First things first, if you would like to receive my Technology Policy Update, email me. You can find some of these Updates from 2019 and 2020 here.

Speaking of which, the Technology Policy Update is being published daily during the week, and here are the Other Developments and Further Reading from this week.

Other Developments

  • Acting Senate Intelligence Committee Chair Marco Rubio (R-FL), Senate Foreign Relations Committee Chair Jim Risch (R-ID), and Senators Chris Coons (D-DE) and John Cornyn (R-TX) wrote Secretary of Commerce Wilbur Ross and Secretary of Defense Mike Esper “to ask that the Administration take immediate measures to bring the most advanced digital semiconductor manufacturing capabilities to the United States…[which] are critical to our American economic and national security and while our nation leads in the design of semiconductors, we rely on international manufacturing for advanced semiconductor fabrication.” This letter follows the Trump Administration’s May announcement that the Taiwan Semiconductor Manufacturing Corporation (TSMC) agreed to build a $12 billion plant in Arizona.
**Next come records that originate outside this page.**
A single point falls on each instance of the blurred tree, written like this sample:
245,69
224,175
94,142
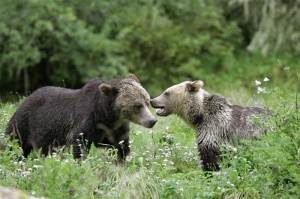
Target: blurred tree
269,26
44,42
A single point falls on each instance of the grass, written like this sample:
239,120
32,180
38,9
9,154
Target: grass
164,163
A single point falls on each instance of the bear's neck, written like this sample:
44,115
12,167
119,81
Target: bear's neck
192,112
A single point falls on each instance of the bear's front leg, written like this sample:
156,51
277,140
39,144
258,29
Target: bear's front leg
123,150
209,157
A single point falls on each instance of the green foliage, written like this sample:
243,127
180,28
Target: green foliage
164,163
269,26
66,43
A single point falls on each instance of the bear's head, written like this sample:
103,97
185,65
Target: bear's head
131,101
178,99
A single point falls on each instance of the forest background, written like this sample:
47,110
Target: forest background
228,44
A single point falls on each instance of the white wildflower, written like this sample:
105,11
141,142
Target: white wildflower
261,90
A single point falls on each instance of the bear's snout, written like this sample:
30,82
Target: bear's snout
152,122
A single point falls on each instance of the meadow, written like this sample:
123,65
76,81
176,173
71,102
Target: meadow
164,162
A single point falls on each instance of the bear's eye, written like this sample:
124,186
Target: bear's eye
138,106
167,94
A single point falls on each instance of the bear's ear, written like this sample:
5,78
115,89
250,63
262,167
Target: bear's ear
194,86
107,89
132,76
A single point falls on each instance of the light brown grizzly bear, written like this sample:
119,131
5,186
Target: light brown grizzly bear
214,119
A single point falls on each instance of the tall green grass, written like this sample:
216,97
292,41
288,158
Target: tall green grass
164,163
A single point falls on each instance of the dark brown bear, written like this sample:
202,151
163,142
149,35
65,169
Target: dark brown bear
98,113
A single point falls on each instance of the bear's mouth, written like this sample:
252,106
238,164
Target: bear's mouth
161,111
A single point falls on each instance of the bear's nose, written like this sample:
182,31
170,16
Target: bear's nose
151,101
152,122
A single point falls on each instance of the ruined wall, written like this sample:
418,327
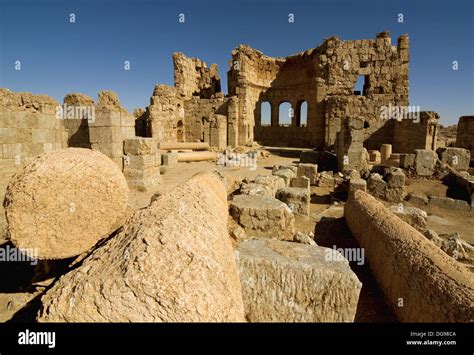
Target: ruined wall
192,77
166,115
465,133
28,128
78,106
200,118
324,77
111,126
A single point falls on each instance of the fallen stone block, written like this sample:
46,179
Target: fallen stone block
293,282
162,267
310,157
169,159
376,185
357,184
425,162
326,179
411,215
417,199
301,181
263,216
411,270
272,181
64,202
256,189
458,158
395,179
139,146
394,194
449,203
298,199
308,170
286,175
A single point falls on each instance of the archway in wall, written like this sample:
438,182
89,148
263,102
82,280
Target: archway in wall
265,113
180,132
285,114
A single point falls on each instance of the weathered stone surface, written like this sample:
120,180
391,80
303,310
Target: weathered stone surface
308,170
432,286
263,216
309,157
162,267
394,194
169,159
257,189
376,185
407,161
140,146
425,162
449,203
357,184
298,199
292,282
411,215
272,181
285,174
301,181
62,203
396,179
304,238
417,199
326,179
458,158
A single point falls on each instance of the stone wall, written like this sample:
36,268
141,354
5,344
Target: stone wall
166,115
28,128
192,77
465,133
324,77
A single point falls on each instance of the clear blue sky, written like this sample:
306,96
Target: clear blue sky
58,57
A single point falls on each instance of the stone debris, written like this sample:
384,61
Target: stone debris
308,170
326,179
64,202
256,189
433,287
425,162
161,267
301,181
304,238
297,199
457,158
276,275
286,174
263,216
415,217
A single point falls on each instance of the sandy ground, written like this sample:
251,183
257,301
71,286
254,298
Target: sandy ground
325,220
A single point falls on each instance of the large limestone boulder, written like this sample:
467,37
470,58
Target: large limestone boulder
293,282
63,202
172,262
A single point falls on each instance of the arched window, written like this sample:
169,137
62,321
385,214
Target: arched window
285,114
265,113
303,119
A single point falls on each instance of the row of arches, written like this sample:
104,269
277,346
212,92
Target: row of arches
287,115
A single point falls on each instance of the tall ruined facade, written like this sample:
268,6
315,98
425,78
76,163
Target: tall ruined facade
323,78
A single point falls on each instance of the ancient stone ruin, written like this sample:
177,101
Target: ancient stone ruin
205,206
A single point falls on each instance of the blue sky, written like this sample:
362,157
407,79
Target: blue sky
58,57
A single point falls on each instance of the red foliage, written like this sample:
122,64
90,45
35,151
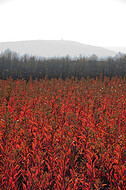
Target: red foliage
65,135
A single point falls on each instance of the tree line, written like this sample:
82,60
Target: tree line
18,67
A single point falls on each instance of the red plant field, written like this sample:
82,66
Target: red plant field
63,135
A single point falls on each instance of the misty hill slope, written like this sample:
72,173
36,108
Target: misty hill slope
58,48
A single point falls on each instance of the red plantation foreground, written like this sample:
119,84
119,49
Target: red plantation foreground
63,135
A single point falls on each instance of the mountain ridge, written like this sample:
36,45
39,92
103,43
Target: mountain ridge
55,48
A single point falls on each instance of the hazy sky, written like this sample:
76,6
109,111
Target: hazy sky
94,22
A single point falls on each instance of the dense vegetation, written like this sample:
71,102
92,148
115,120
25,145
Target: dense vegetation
14,66
63,134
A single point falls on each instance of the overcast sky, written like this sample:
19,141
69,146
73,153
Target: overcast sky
93,22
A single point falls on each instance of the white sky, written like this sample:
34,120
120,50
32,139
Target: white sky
94,22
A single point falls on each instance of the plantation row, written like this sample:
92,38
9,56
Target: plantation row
63,135
11,65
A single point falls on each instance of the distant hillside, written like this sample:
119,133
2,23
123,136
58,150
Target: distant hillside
58,48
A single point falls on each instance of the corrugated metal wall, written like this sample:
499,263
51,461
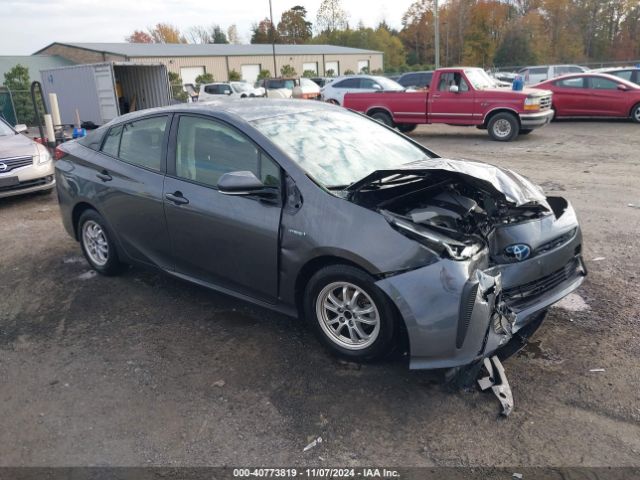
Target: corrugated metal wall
217,66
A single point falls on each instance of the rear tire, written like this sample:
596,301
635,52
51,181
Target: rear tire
97,244
407,127
635,113
351,316
503,127
383,118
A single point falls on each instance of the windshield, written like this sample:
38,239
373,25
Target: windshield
479,79
5,130
240,87
336,147
388,84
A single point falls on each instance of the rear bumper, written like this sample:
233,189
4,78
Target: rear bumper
535,120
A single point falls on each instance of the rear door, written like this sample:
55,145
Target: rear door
128,175
448,107
227,240
606,99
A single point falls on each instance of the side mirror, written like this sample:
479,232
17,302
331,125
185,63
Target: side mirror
240,183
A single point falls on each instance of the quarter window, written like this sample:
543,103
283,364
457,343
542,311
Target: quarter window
206,149
141,142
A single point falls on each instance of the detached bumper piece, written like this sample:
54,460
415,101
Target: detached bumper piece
496,380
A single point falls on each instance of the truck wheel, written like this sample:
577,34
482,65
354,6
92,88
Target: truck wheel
349,313
407,127
383,118
635,113
503,127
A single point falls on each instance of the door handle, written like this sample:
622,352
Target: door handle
104,176
176,198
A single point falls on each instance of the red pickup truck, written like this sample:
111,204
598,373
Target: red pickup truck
459,96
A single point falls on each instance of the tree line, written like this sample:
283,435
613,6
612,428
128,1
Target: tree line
486,33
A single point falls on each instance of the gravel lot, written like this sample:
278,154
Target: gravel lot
144,369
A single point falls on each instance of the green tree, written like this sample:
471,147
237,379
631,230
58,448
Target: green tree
287,71
17,80
294,27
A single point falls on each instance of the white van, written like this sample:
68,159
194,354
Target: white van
541,73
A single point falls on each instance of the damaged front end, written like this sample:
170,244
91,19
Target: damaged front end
506,254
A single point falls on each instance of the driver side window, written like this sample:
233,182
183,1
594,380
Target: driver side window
207,149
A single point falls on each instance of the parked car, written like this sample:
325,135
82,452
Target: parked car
336,90
25,166
631,74
459,96
594,95
416,79
217,90
278,201
306,89
537,74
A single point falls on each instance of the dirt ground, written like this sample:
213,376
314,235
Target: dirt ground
144,369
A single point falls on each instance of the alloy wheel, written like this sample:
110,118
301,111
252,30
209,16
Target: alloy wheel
347,315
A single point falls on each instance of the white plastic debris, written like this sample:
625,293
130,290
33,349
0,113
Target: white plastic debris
317,441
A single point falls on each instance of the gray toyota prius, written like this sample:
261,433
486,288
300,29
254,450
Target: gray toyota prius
319,212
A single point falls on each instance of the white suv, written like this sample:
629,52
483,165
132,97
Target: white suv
25,166
541,73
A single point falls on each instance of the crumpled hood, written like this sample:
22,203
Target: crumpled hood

It also bears note that one of the amendments pending to the “National Defense Authorization Act for Fiscal Year 2021“ (S.4049) would establish a grants program to stimulate semiconductor manufacturing in the US.
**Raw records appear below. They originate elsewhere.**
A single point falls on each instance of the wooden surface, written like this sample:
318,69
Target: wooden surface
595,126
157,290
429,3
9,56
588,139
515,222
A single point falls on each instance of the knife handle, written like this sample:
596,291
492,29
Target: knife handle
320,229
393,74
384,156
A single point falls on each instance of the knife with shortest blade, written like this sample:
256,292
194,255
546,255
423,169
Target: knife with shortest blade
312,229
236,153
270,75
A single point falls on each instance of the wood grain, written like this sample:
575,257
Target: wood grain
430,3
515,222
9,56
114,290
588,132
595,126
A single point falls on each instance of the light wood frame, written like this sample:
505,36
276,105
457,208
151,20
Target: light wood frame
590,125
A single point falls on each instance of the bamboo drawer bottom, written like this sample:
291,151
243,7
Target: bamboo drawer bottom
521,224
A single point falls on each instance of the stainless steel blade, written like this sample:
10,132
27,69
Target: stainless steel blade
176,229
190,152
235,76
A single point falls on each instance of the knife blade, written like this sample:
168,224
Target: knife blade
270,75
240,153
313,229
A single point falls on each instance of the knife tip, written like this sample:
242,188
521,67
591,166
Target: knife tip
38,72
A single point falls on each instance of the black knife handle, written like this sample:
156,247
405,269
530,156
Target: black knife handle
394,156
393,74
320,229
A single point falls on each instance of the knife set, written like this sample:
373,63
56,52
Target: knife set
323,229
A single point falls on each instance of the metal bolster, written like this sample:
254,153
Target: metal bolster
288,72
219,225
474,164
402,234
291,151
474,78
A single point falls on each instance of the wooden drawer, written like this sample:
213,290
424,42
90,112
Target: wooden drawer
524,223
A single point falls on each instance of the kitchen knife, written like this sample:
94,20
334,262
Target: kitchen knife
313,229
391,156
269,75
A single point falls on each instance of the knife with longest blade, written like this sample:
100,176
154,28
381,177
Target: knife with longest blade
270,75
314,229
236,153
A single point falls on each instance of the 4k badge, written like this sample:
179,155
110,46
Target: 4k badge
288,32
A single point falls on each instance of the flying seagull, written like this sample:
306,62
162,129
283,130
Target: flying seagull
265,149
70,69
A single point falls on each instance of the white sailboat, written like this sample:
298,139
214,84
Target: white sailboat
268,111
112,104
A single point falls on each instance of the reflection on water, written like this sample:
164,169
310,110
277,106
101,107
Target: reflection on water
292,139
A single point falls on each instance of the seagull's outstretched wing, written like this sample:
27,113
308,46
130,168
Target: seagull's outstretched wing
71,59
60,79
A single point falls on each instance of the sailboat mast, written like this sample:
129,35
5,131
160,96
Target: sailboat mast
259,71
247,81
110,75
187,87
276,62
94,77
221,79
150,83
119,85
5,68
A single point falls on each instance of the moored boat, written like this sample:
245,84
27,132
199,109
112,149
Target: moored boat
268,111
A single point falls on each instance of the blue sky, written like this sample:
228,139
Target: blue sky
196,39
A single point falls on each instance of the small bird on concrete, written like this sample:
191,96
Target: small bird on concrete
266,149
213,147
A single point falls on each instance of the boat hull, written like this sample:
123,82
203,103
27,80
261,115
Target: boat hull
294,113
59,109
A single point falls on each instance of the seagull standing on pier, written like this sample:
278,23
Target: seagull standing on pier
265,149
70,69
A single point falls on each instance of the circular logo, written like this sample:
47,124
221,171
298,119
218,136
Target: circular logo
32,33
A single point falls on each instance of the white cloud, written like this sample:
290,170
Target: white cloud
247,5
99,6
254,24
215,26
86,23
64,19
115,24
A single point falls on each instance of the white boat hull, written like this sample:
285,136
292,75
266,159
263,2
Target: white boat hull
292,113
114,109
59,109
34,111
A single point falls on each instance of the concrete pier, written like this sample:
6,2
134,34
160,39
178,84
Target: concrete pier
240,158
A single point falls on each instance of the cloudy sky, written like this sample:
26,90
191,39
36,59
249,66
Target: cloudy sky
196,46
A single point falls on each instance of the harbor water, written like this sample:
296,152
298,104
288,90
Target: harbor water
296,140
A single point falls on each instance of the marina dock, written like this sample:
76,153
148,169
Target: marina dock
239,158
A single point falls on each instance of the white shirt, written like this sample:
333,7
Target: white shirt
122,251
  • Senators Mark R. Warner (D-VA), Mazie K. Hirono (D-HI) and Bob Menendez (D-NJ) sent a letter to Facebook “regarding its failure to prevent the propagation of white supremacist groups online and its role in providing such groups with the organizational infrastructure and reach needed to expand.” They also “criticized Facebook for being unable or unwilling to enforce its own Community Standards and purge white supremacist and other violent extremist content from the site” and posed “a series of questions regarding Facebook’s policies and procedures against hate speech, violence, white supremacy and the amplification of extremist content.”
  • The Department of Homeland Security’s (DHS) Cybersecurity and Infrastructure Security Agency (CISA) published the Pipeline Cyber Risk Mitigation Infographic that was “[d]eveloped in coordination with the Transportation Security Administration (TSA)…[that] outlines activities that pipeline owners/operators can undertake to improve their ability to prepare for, respond to, and mitigate against malicious cyber threats.”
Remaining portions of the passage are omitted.